A memorial marker will be placed on the UW-Stevens Point grounds to acknowledge indigenous people buried there many years ago. This historical aerial photo shows the campus in the 1950s. Photo courtesy UWSP.

STEVENS POINT – A memorial marker will be placed on the University of Wisconsin-Stevens Point grounds to acknowledge indigenous people buried there many years ago.

UW-Stevens Point occupies the ancestral lands of the Ho-Chunk and Menominee people and recognizes this at the start of all meetings on the Stevens Point campus.

Recently, historic research showed the campus encompasses what was at one point a Native American camp and burial ground of the Ho-Chunk, Menominee, Ojibwe and Potawatomi. In the 1860s, scarlet fever devastated a diverse group of Native Americans who were living outside of Stevens Point after being forced out of their ancestral homelands by settlement. The deceased were buried on this site.

Stevens Point Normal School was built on the site, opening in 1894. In 1925, archaeologist Charles E. Brown recorded this indigenous village and burial ground.
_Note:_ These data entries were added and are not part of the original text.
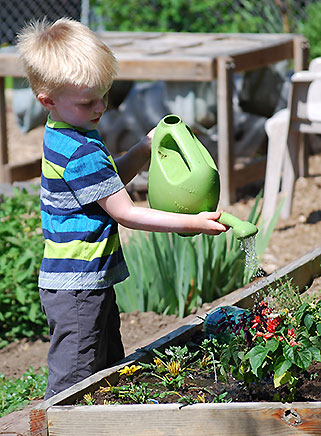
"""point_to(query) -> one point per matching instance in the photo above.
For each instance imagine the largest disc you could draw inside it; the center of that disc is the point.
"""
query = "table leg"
(225, 127)
(3, 132)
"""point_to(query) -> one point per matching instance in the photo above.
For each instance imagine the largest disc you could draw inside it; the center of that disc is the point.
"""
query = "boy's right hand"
(209, 224)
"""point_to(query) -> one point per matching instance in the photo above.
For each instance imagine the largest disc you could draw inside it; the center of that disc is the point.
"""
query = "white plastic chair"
(284, 130)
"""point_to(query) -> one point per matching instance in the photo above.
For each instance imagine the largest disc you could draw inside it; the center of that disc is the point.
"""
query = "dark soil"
(202, 383)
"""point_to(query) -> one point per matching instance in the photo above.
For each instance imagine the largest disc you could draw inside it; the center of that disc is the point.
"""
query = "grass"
(16, 393)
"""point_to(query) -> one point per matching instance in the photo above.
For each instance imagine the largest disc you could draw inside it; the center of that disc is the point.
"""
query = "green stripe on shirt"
(81, 250)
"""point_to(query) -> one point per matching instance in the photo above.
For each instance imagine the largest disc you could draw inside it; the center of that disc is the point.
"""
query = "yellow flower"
(174, 368)
(89, 399)
(129, 370)
(159, 364)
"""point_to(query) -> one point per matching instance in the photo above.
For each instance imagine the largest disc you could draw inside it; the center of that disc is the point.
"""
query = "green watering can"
(183, 177)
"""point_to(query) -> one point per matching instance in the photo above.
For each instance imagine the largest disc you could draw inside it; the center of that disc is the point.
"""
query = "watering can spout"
(183, 177)
(241, 229)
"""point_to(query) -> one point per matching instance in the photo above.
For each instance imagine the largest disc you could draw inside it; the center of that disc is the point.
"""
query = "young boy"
(83, 198)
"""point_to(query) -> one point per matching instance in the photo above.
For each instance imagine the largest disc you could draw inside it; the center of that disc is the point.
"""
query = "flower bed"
(268, 353)
(61, 416)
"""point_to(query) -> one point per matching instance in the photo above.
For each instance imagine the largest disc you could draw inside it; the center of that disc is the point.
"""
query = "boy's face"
(79, 106)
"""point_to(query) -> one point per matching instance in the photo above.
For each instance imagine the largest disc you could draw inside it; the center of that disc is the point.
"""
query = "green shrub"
(21, 249)
(310, 28)
(182, 15)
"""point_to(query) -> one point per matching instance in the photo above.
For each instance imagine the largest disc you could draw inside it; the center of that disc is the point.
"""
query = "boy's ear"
(46, 101)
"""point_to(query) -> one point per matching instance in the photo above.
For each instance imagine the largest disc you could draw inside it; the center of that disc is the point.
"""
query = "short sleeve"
(91, 173)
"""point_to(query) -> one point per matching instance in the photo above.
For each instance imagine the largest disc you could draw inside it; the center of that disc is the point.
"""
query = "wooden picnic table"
(181, 57)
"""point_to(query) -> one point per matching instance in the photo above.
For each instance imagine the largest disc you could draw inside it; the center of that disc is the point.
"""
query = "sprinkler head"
(241, 229)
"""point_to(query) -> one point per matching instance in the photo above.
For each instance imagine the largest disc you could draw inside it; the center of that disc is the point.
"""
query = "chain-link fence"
(266, 16)
(15, 13)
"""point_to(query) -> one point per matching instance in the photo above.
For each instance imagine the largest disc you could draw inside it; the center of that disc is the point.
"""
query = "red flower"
(293, 343)
(291, 333)
(256, 321)
(272, 324)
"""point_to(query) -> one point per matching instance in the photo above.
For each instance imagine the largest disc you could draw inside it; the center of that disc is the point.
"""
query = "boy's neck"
(62, 125)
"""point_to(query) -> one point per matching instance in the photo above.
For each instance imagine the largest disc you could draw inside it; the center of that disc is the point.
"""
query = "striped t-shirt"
(82, 247)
The memorial marker is one of the first steps to acknowledge the Native burial grounds, said UW-Stevens Point Chancellor Bernie Patterson.  This marker will be in place while tribal historic preservation, campus and community representatives work together to create an appropriate permanent memorial to native ancestors.
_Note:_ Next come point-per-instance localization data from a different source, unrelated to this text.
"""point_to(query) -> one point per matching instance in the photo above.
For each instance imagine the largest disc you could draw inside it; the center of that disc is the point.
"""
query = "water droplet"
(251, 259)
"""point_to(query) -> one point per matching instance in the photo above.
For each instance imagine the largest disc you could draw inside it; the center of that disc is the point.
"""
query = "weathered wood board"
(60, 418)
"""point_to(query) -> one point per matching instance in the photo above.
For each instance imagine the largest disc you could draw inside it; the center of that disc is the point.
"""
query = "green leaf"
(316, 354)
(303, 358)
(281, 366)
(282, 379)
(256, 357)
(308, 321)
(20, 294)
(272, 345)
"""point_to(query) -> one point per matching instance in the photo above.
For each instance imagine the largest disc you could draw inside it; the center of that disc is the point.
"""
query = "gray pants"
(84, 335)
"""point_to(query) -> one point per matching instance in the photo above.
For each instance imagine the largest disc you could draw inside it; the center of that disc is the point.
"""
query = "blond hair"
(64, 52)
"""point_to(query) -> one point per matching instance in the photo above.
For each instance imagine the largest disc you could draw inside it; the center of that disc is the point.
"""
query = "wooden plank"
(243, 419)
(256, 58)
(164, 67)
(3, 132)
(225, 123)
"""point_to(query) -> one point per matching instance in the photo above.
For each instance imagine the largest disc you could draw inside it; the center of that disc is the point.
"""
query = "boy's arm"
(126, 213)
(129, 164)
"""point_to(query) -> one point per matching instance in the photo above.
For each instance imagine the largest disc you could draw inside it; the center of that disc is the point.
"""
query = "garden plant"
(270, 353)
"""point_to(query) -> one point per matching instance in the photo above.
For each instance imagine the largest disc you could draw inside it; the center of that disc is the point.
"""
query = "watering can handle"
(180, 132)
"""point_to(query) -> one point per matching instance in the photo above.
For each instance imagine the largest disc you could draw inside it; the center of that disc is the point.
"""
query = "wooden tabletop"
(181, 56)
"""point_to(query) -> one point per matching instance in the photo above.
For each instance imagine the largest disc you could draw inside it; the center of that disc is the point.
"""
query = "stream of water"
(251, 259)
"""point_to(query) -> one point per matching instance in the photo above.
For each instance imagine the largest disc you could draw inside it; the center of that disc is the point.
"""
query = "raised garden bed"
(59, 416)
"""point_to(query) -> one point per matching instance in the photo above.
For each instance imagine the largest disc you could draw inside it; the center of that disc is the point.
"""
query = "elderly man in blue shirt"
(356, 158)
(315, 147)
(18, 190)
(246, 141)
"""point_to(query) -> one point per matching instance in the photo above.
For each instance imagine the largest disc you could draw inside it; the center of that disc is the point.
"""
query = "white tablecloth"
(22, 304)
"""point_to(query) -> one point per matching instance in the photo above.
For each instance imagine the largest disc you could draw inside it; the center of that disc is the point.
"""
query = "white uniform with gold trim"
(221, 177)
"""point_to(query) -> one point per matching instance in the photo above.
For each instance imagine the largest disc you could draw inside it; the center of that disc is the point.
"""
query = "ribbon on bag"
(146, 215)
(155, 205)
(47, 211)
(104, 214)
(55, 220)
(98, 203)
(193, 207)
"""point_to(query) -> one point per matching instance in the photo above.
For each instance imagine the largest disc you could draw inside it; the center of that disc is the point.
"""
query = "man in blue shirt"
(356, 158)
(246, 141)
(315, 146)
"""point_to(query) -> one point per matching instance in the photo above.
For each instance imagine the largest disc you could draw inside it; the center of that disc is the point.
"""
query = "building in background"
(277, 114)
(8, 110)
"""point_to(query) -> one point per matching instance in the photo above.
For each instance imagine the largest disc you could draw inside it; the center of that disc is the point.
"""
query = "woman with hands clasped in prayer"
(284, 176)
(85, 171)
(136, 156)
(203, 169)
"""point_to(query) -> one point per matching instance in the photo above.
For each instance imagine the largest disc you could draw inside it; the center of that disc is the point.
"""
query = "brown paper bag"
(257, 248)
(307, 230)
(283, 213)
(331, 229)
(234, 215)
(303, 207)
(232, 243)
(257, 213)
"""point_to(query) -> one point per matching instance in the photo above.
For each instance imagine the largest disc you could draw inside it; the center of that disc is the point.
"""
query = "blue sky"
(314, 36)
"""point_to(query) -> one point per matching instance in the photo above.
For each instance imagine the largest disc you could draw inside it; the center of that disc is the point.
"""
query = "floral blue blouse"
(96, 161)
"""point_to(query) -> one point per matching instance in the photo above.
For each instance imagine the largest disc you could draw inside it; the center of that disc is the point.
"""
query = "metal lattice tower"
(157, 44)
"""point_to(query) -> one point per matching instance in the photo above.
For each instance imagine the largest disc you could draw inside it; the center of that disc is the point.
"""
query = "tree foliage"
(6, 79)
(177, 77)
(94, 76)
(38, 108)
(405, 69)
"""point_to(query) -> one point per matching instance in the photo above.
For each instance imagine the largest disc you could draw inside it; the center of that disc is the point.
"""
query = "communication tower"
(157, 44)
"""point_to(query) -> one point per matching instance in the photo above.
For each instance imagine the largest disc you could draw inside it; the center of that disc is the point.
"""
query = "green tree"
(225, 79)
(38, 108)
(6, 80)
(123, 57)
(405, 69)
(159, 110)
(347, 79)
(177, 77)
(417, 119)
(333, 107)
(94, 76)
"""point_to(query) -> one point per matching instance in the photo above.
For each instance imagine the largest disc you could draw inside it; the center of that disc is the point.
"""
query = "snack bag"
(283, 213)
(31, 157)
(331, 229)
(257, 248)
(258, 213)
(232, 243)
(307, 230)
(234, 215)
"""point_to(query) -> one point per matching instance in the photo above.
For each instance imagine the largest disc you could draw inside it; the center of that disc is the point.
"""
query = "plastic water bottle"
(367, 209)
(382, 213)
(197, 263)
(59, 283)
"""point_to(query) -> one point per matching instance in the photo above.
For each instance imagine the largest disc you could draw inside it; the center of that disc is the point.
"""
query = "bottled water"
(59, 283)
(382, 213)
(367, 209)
“While these efforts are ongoing, the temporary marker will remain in place to respect the site and educate our communities of our shared history,” Patterson said. “The university is committed to establishing a permanent memorial that honors the Native American ancestors in a respectful and collaborative manner.”

A memorial marker was installed during a ceremony on Dec. 17, with representatives of the tribal nations and university speaking.
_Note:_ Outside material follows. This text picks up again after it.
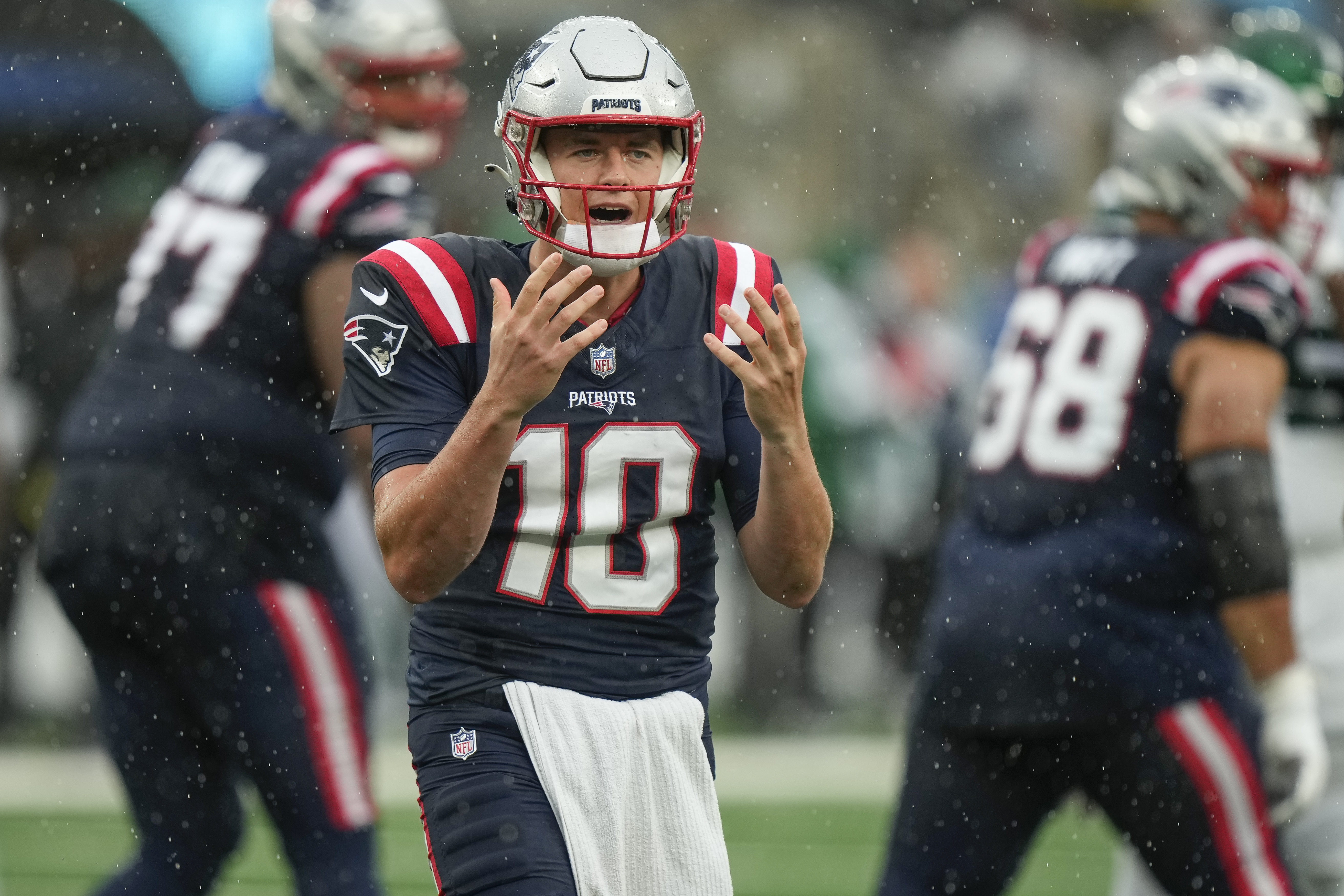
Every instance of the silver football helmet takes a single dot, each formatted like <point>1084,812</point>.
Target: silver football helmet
<point>586,73</point>
<point>377,69</point>
<point>1194,136</point>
The public will be invited to visit the marker, located south of the Dreyfus University Center, after the pandemic subsides.

Karen Ann Hoffman of the Oneida Nation who lives in Stevens Point, and archeologist Ray Reser, retired from UW-Stevens Point, have led efforts to honor those in the mass burial site.

UW-Stevens Point is proud of a rich history with the Native community, having established one of the first Native American Centers in the UW System, said Al Thompson, vice chancellor for Student Affairs. “We look to strengthen our relationships with the 12 Native Nations in Wisconsin and create additional opportunities for our Native students to attend and succeed at UW-Stevens Point.”

The newly formed School of Humanities and Global Studies is working with tribes, faculty and students to interpret this history and install a permanent exhibit in UW-Stevens Point’s Museum of Natural History. A tentative opening date for this exhibit is 2023.